Glanures

La question que je me pose ce matin : investir ou non du temps dans le remaniement d’une nouvelle pour la soumettre à un concours. La nouvelle n’est pas ma spécialité. Un magazine a déjà levé le nez sur celle-ci, du moins sur la version existante. C’est un bref antépisode au roman que j’ai soumis à un éditeur au début de l’été. Je lui vois plein de défauts. J’ai au moins une, voire deux idées pour améliorer le texte. Je n’ai pas grand-chose à perdre, sinon quelques heures et feuilles de papier.

J’ai pourtant plus envie de me replonger dans ces substantifiques essais où je glane des idées pour mon prochain livre.
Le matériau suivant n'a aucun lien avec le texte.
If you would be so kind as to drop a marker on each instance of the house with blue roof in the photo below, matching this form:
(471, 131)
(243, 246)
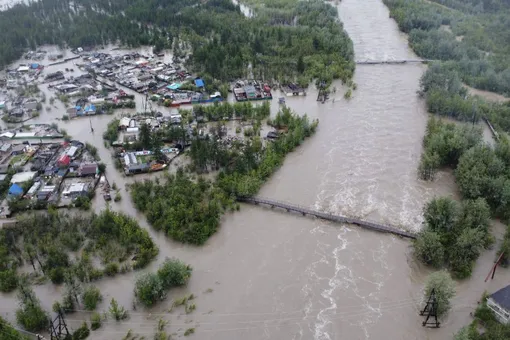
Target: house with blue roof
(199, 83)
(15, 191)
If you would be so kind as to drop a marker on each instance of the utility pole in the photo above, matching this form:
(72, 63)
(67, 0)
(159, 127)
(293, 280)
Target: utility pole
(430, 310)
(493, 269)
(58, 328)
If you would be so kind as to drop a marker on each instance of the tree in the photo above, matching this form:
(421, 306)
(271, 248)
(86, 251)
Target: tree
(444, 288)
(30, 314)
(429, 249)
(467, 248)
(149, 289)
(8, 332)
(441, 214)
(144, 136)
(174, 273)
(91, 297)
(117, 312)
(73, 288)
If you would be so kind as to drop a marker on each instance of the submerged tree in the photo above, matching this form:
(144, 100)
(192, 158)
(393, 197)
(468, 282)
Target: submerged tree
(444, 289)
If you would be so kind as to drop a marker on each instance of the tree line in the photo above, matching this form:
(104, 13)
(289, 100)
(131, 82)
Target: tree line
(45, 240)
(455, 234)
(475, 42)
(299, 39)
(189, 210)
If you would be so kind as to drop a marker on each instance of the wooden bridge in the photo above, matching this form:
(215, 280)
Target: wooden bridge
(326, 216)
(393, 62)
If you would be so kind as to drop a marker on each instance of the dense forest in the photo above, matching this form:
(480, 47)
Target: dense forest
(189, 210)
(473, 35)
(284, 39)
(455, 234)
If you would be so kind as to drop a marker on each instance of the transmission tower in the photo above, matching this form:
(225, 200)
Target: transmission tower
(430, 310)
(58, 328)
Je suis en perpétuel glanage. J’ai de volumineux carnets (papier et virtuels) qui regorgent de faits et de citations ayant piqué ma curiosité ou ma conscience, des citations comme celles-ci :

[…] vouloir s’informer sans effort est une illusion qui relève du mythe publicitaire plutôt que de la mobilisation civique.

— Ignatio Ramonet

Dans un texte publié dans les années 1990, M. Ramonet allait jusqu’à parler de « censure démocratique ». Vingt ans plus tard, de nouveaux joueurs participent à la manipulation de l’information.

Facebook manipule bel et bien l’affichage des nouvelles qui apparaissent sur les pages de ses abonnés. La multinationale américaine dispose même, pour le faire, d’une équipe éditoriale composée de vrais humains chargés de mettre de l’avant artificiellement ou de soustraire certains sujets, révèle un document interne obtenu par le quotidien britannique The Guardian […]

— Fabien Deglise

Dans Le Devoir, Antoine Robitaille affirmait carrément que notre société est entrée dans une ère « post-factuelle » dans un récent article consacré à la campagne présidentielle aux États-Unis. Des recherches récentes sur les univers numériques montrent que le problème soulevé par M. Ramonet s’est en fait aggravé.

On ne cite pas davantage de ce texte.